Mobile Phones: Does Speed Kill?


As 4G continues to become the norm on our devices, more and more worries are circulating regarding our mobile security.

The UK will soon become the third largest 4G market in Europe with almost 8 million people connected, whilst there are over 40 million connected in the United States, but there’s a growing concern that as more devices connect, we could be at greater risk of losing our personal and private information than ever before.

But is it truly that much different to 3G?

According to security firm Cloudmark it could. Unlike 3G, which uses a combination of IP and mobile signalling protocols, 4G uses all IP, which is more open, and has even in the past been taken advantage of by hackers over the years.

Chief technology officer at Cloudmark, Neil Cook said, “Hackers are generally well-versed in IP, so the attack surface is much greater than with the propriety stuff.

“A lot of people don’t realise that SIM card in your phone is so much more secure than an internet-enabled service where you just use usernames and passwords that get compromised continuously.”

An example of this can be found in new services soon to be rolled out by operators on the system.  Voice and video calling are expected to be featured on devices in the near future, and could potentially lead to hackers accessing your calls if they aren’t encrypted.

Which could be extremely damaging for LTE, as consumers may start being savvy and sticking to 3G – especially with their prices falling.

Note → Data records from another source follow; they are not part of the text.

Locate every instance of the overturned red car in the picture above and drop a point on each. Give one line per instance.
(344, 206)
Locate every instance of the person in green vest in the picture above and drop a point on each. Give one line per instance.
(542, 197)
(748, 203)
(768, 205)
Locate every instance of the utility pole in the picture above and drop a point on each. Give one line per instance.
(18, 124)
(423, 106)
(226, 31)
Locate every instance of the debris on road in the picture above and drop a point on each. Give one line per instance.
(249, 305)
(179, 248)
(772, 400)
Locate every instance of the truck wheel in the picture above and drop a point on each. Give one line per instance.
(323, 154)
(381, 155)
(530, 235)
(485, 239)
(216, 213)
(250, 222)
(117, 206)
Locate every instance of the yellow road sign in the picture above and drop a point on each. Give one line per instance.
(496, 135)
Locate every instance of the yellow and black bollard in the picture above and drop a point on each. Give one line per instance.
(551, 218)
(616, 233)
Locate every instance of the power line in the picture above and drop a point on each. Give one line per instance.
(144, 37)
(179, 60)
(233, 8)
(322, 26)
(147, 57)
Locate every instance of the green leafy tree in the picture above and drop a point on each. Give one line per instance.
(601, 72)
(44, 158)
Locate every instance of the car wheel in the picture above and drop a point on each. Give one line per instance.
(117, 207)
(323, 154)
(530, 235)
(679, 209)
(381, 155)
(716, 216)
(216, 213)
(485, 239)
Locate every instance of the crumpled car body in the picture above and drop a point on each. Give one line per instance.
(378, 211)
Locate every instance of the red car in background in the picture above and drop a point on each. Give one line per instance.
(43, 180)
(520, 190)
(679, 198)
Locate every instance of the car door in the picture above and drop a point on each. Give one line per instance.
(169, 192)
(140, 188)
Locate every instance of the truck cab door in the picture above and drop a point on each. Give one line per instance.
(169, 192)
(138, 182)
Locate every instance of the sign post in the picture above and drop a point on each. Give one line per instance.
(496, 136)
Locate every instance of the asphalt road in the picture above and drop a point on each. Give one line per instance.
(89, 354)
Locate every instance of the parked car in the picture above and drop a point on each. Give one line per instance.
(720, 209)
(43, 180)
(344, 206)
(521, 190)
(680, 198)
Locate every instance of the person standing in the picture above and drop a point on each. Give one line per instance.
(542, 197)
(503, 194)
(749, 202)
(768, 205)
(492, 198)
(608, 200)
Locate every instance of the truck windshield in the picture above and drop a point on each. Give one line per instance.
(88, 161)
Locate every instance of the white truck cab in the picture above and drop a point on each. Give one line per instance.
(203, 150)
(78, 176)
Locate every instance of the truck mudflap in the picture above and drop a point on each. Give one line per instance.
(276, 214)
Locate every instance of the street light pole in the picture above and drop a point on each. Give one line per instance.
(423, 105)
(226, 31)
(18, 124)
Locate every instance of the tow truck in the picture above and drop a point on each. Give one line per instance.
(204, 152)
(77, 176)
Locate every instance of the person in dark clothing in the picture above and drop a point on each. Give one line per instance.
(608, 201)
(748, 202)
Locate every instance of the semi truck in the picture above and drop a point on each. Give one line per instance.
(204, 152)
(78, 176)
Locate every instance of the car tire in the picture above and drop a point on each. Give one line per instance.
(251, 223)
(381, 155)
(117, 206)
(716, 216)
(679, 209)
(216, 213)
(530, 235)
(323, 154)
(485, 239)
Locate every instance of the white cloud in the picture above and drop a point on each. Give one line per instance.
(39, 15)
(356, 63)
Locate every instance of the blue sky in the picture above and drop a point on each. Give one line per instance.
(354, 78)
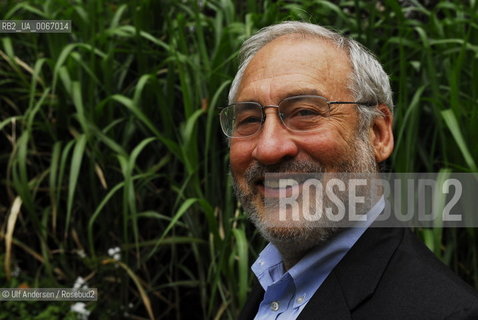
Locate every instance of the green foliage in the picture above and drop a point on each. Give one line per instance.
(111, 139)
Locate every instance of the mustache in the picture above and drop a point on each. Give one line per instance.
(257, 171)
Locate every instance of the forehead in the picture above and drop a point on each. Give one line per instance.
(295, 64)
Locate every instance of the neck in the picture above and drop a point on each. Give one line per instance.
(293, 250)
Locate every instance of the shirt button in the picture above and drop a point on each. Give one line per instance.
(274, 306)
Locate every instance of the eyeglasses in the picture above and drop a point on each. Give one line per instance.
(302, 113)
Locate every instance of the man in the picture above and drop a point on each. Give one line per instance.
(308, 100)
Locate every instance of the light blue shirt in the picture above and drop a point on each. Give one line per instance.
(287, 293)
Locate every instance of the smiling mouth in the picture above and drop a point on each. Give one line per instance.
(279, 185)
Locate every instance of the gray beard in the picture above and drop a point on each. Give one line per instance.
(294, 243)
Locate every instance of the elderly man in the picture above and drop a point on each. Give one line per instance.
(308, 100)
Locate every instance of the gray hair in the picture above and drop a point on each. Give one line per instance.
(368, 81)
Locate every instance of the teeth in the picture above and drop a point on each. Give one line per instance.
(274, 183)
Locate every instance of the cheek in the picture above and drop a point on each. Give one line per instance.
(325, 148)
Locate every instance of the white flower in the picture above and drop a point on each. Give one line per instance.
(81, 253)
(79, 308)
(16, 271)
(115, 253)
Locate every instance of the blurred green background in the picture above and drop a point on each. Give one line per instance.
(114, 169)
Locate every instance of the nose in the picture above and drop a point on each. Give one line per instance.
(274, 143)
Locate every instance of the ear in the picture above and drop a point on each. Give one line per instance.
(381, 135)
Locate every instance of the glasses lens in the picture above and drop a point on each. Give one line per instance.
(304, 113)
(241, 119)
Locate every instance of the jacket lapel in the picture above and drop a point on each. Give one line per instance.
(251, 307)
(352, 281)
(356, 276)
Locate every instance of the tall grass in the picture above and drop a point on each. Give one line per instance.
(111, 140)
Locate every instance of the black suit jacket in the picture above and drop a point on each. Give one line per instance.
(388, 274)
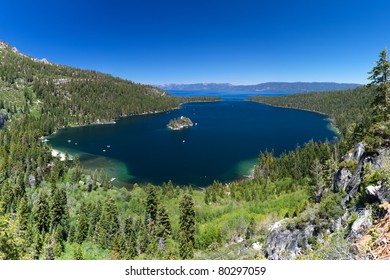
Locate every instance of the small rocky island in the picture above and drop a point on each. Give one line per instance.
(179, 123)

Deals on sites such as Mobile Phones Direct are seeing 3G prices lower than ever before, and with less of a risk compared to its successor, plenty may revert.

Leonid Burakovsky, senior director of strategic solutions at F5, a company that specialises in Application Delivery Networking, agreed that there is a problem, with the main issue being the protection between the device and the network.

He said, “There needs to be more understanding of the user, the network, the app, and what people are trying to do when using their mobile devices.

“The message is clear: comprehensive multi-layer security should be an integral part of any LTE to deliver the level of security consistent with the many advantages of 4G – like lightning fast video downloads – that make up a great customer experience.”